3. The image super-resolution method based on the light field acquisition device according to claim 2, wherein the final super-resolution result is:

wherein the content of the first and second substances,

4. The image super-resolution method based on the light field acquisition device according to any one of claims 1 to 3, wherein the obtaining of the depth information of the scene according to the parallax between the plurality of light field images at different viewing angles further comprises:

acquiring the edge confidence of each light field image to obtain an edge confidence mask;

obtaining the parallax value of the pixel point marked as the confidence edge according to the edge confidence mask;

filtering the initial parallax image by combining bilateral median filtering to obtain the parallax values of the pixel points in the non-edge area and the pixel points with the parallax confidence coefficient smaller than a preset threshold value; and

and generating a disparity map according to the disparity value of each pixel point.
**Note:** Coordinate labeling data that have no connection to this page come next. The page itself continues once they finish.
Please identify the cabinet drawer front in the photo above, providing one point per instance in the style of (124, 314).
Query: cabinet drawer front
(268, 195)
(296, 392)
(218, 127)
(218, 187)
5. An image super-resolution device based on a light field acquisition device, wherein the light field acquisition device comprises a plurality of USB cameras and a camera to form a light field acquisition device with a 3 x 3 visual angle, and the plurality of USB cameras at the side visual angle are regularly arranged in a square space form and surround the camera, wherein the device comprises:

the acquisition module is used for acquiring the light field image through the light field acquisition device so as to acquire a plurality of side view angle low-resolution images and a plurality of middle view angle high-resolution images;

the super-resolution module is used for performing super-resolution on the acquired side-view low-resolution images by utilizing dictionary learning and deep learning; and

the acquisition module is used for acquiring the depth information of a scene according to the parallax among the light field images of different visual angles;

wherein, the super-resolution module further comprises: the computing unit is used for performing down-sampling on the intermediate view angle high-resolution image, performing super-resolution on the view angle through a trained convolutional neural network by using the deep learning method, and subtracting the image before down-sampling to obtain a residual image so as to reflect the residual of the super-resolution of the neural network; the extraction unit is used for extracting dictionary information from the plurality of side-view low-resolution images and the middle high-resolution image by using image partitioning, and performing information correspondence between low-resolution image blocks and high-resolution image blocks; and the first acquisition unit is used for performing initial super-resolution on the low-resolution image of each side view angle through the convolutional neural network, converting the residual image into the side view angle by using the information corresponding relation, and adding the residual image and the preliminarily obtained super-resolution result of the neural network to acquire a final super-resolution result.

6. The light field acquisition device-based image super-resolution device according to claim 5, wherein the residual image block corresponding to each position is obtained by the following formula:

wherein the content of the first and second substances,

7. The light field acquisition device-based image super-resolution device of claim 6, wherein the final super-resolution result is:

wherein the content of the first and second substances,

8. The light field acquisition device-based image super-resolution device according to any one of claims 5 to 7, wherein the acquisition module further comprises:

the second acquisition unit is used for acquiring the edge confidence of each light field image to obtain an edge confidence mask;

the third acquisition unit is used for acquiring the parallax value of the pixel point marked as the confidence edge according to the edge confidence mask;

the fourth obtaining unit is used for filtering the initial disparity map by combining bilateral median filtering to obtain disparity values of pixel points in a non-edge area and pixel points with disparity confidences smaller than a preset threshold; and

and the generating unit is used for generating a disparity map according to the disparity value of each pixel point.